The Dutch Caribbean being exempted from mandatory negative results of both a PCR and antigen test for incoming passengers at Schiphol Airport in the Netherlands is obviously most welcome. KLM had even warned it would stop long-haul flights – possibly including the mid-Atlantic route – because the added requirement also for its crews created a problem with its so-called “turnaround time.”

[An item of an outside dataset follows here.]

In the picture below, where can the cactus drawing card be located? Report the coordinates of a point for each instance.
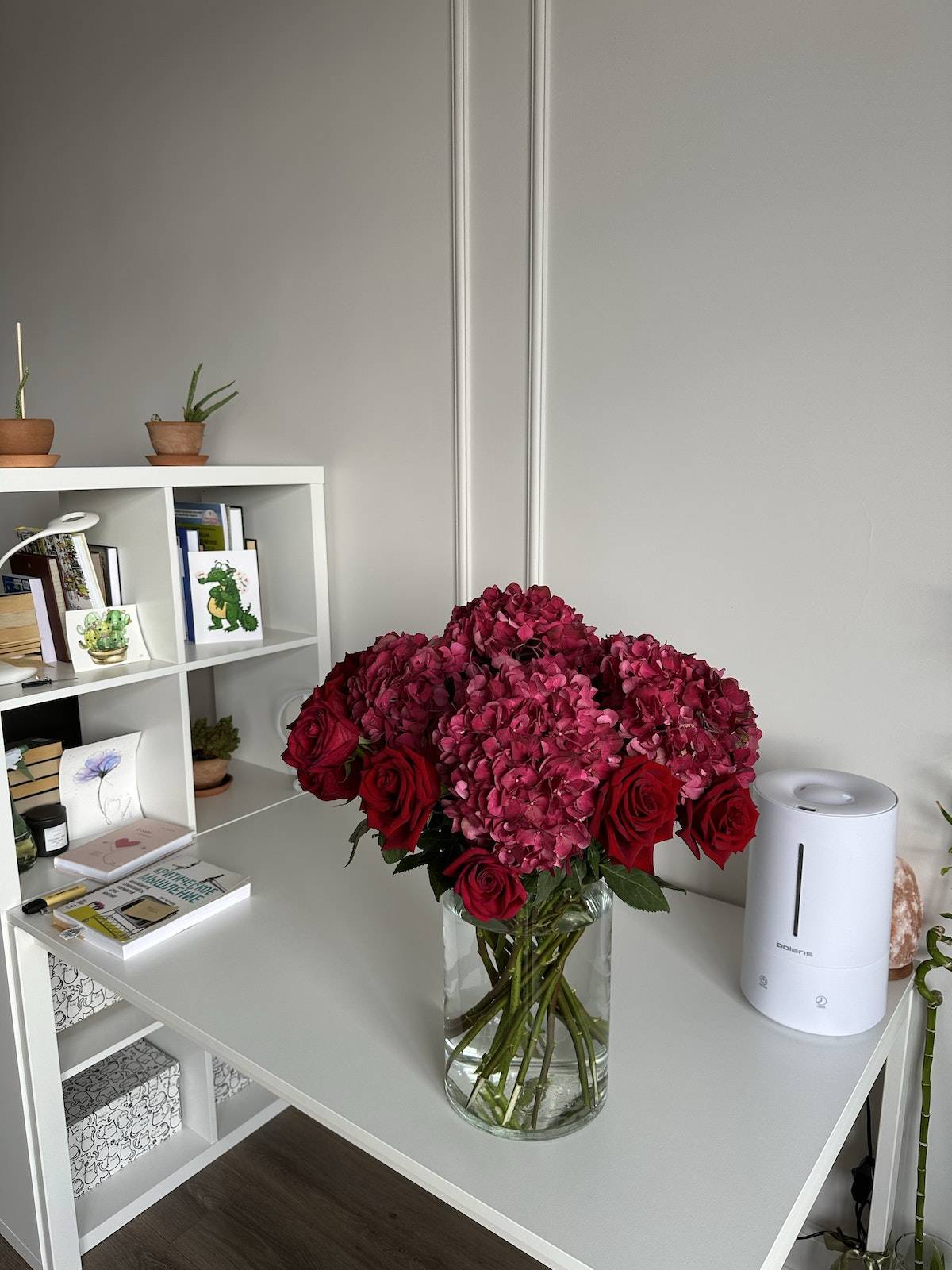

A solution was found for that too, whereby the cabin personnel are tested before departure but stay quarantined in their hotel room at the destination until their return. This is important to ensure transport of COVID-19 vaccines to the islands as well.
In terms of earnings, especially Curaçao greatly depends on tourists from the European part of the kingdom for its hospitality industry. This is less the case for Aruba and St. Maarten, where North America is the dominant source market.
For that reason, the recent announcement that a negative PCR result within 72 hours of travel is now needed to enter the US was not-so-good news. This no doubt raises the barrier for Americans to visit the islands, while Canada took similar measures earlier.
It is desirable to make local testing for these guests going back home as convenient and affordable as possible. Minister of Tourism, Economic Affairs, Transport and Telecommunication in St. Maarten, Ludmilla de Weever in any case struck the right note then by saying St. Maarten would do what is necessary to meet this new demand.
The measure goes into effect on January 26, so one would hope whatever related preparations are near completion. The Bahamas reported “fighting like hell” for an exception to the US Centers for Disease Control and Prevention CDC’s order, but nothing has been heard since.
What these developments confirm is that while the COVID-19 pandemic exists and until widespread global vaccination has been achieved, a certain degree of uncertainty about the immediate socioeconomic future will remain. This makes continued assistance from The Hague, both relief aid and liquidity support, that much more important.